Water–Rock reactions in the acid leaching of Uranium: Hydrochemical characteristics and reaction mechanisms

Abstract

Acid in–situ leaching (AISL) mining is used to recover uranium from sandstone using sulphuric acid. However, the evolution of groundwater hydrochemistry, the water–rock reaction mechanisms, and their relationship remain elusive. To effectively address these issues, ore samples were obtained from a sandstone uranium deposit in Inner Mongolia in this work. Soaking tests at different sulphuric acid concentrations were performed to quantify the mining aquifer’s water–rock reaction processes (sulphuric acid and minerals) according to the hydrogeochemical composition analysis and inverse modelling. From our results, it was demonstrated that the water–rock interactions between the sulphuric acid and gangue minerals primarily affect the leachate’s chemical composition. The introduction of sulphuric acid efficiently facilitates the gangue mineral dissolution and the groundwater total dissolved solids (TDS) increases and enhances the formation of uranyl sulphate (predominantly UO2SO4 and UO2(SO4)22– and UO22+, thus stimulating uranium mobility.

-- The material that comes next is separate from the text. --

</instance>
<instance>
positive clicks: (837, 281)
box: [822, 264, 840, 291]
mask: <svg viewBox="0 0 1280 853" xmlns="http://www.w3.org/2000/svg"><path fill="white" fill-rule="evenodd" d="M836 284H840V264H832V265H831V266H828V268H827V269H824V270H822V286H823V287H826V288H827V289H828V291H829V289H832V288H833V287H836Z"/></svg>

Mineral precipitation (mirabilite) is primarily responsible for the elevated TDS in the leachate. The leachate’s oxygenation mainly depends on the sulphuric acid concentration and Fe3+ concentration produced by hematite dissolution. During the AISL process, the dissolution of dolomite, calcite, FeO, hematite, pyrite, K–feldspar, anorthite, chlorite, and alunite take place in the groundwater system. In parallel, the precipitation of kaolinite, illite, Ca–Montmorillonite and mirabilite, accompanied by Na–K exchange and Na–Mg exchange occur. The dissolution of dolomite, calcite and illite and Na–Mg exchange mostly affects the hydrochemical evolution, as well as the leachate of Fe mainly from dissolved chlorite. The predominant precipitates were kaolinite and mirabilite, with their precipitation ability increasing with acidity. These findings highlight the importance of clarifying the relationship between the hydrochemical characteristics and the water–rock reaction mechanisms in AISL geochemical processes to elucidate the hydrochemical evolution and mineral corrosion characteristics of ore–bearing aquifers. Finally, K–feldspar, alunite, chlorite, anorthite and dolomite were obtained as the major acid–consuming minerals. Our work provides a novel evaluation method for the prediction of acid consumption that can be used for actual production.